Question

Two bodies of masses $m$ and $9\, m$ are placed at a distance $r$. The gravitational potential at a point on the line joining them, where gravitational field is zero, is ( $G$ is universal gravitational constant)
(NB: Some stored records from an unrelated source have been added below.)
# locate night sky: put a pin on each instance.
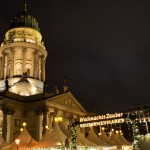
(102, 47)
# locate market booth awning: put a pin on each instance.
(56, 138)
(95, 139)
(26, 141)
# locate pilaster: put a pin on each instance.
(39, 124)
(36, 64)
(43, 68)
(3, 66)
(7, 133)
(12, 62)
(24, 52)
(0, 67)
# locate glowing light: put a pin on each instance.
(103, 128)
(117, 131)
(17, 141)
(57, 119)
(46, 127)
(24, 124)
(99, 134)
(101, 117)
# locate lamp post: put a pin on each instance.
(17, 141)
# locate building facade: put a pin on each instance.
(22, 89)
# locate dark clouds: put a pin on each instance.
(102, 47)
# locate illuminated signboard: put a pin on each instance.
(101, 120)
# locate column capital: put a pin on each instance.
(7, 111)
(42, 110)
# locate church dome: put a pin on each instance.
(24, 19)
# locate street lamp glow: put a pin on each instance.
(17, 141)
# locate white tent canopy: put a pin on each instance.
(82, 140)
(64, 130)
(56, 138)
(94, 138)
(26, 141)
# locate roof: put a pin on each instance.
(24, 19)
(94, 138)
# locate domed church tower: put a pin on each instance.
(22, 77)
(22, 57)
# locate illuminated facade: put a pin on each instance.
(22, 75)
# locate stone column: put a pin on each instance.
(24, 52)
(4, 127)
(39, 127)
(3, 66)
(7, 133)
(12, 62)
(0, 67)
(9, 128)
(43, 68)
(36, 65)
(45, 118)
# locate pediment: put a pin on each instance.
(66, 102)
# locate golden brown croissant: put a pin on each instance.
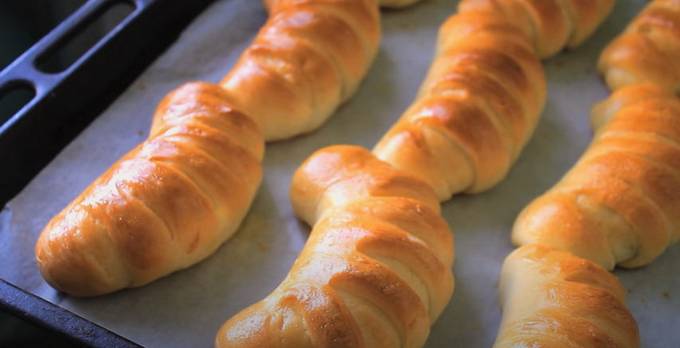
(550, 24)
(167, 204)
(175, 198)
(485, 91)
(375, 272)
(648, 50)
(620, 204)
(551, 298)
(308, 58)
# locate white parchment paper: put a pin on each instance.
(186, 309)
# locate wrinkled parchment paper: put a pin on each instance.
(186, 308)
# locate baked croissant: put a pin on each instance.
(167, 204)
(648, 50)
(308, 58)
(620, 204)
(485, 91)
(176, 197)
(376, 270)
(551, 25)
(551, 298)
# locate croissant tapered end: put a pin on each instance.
(308, 58)
(551, 298)
(551, 24)
(647, 51)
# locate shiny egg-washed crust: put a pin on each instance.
(551, 25)
(620, 204)
(307, 59)
(551, 298)
(167, 204)
(176, 197)
(485, 90)
(648, 50)
(375, 272)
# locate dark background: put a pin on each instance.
(23, 23)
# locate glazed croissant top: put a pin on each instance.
(172, 200)
(620, 204)
(554, 299)
(165, 205)
(308, 58)
(375, 272)
(648, 50)
(485, 90)
(551, 25)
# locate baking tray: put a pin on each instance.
(187, 308)
(67, 98)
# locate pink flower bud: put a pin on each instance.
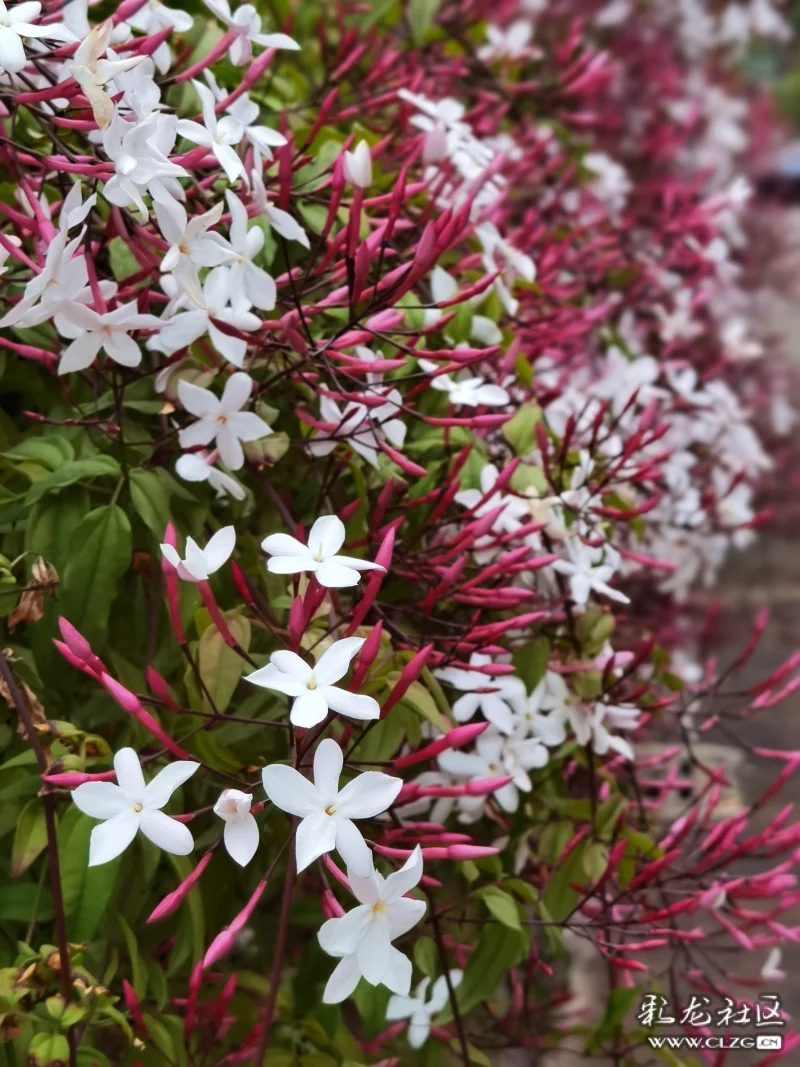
(225, 940)
(173, 901)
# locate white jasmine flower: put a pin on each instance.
(131, 806)
(222, 418)
(419, 1009)
(362, 939)
(313, 688)
(326, 811)
(320, 556)
(240, 835)
(200, 563)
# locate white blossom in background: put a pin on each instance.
(589, 571)
(312, 688)
(139, 152)
(219, 134)
(184, 329)
(320, 555)
(328, 811)
(358, 165)
(362, 939)
(497, 755)
(200, 466)
(420, 1008)
(222, 418)
(255, 285)
(198, 563)
(246, 22)
(16, 27)
(131, 806)
(93, 73)
(497, 698)
(109, 332)
(192, 243)
(470, 392)
(240, 835)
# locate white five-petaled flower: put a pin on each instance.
(200, 466)
(240, 835)
(16, 24)
(313, 688)
(498, 699)
(326, 811)
(358, 165)
(419, 1009)
(246, 24)
(290, 556)
(362, 939)
(470, 392)
(220, 134)
(200, 563)
(131, 806)
(222, 418)
(107, 332)
(497, 757)
(181, 330)
(589, 570)
(253, 283)
(191, 244)
(92, 72)
(140, 152)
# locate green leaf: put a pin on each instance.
(421, 14)
(30, 838)
(220, 667)
(18, 903)
(49, 451)
(497, 951)
(501, 906)
(150, 499)
(426, 956)
(46, 1049)
(67, 474)
(86, 891)
(138, 968)
(531, 662)
(521, 431)
(123, 261)
(51, 522)
(100, 550)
• A. $\frac{-14\, Gm }{r}$
• B. $\frac{-16 \, Gm }{r}$
• C. $\frac{-12 \, Gm }{r}$
• D. $\frac{-8 \, Gm }{r}$

Answer 1

Answer: (B)

Mass of first body $\left(m_{1}\right)=m$
Mass of second body $\left(m_{2}\right)=9\, m$
Distance between the bodies $(d)=r$
Now, distance of the point from the body of mass $m$,
where gravitational field is zero is given by
$x=\frac{d}{\sqrt{\frac{m_{2}}{m_{1}}+1}}$
or, $x=\frac{r}{\sqrt{\frac{9 m}{m}}+1}$ or, $x=\frac{r}{4}$
Now, $(r-x)=r-\frac{r}{4}=\frac{3 r}{4}$
$\therefore $ Potential, $v=v_{1}+v_{2}$
$=-\frac{G m_{1}}{x}-\frac{G m_{2}}{(r-x)} $
$=-\frac{G m}{r / 4}-\frac{G(9 m)}{3 r / 4} $
$=-\frac{4 G m}{r}-\frac{12 G m}{r}$
$=-\frac{16 G m}{r}$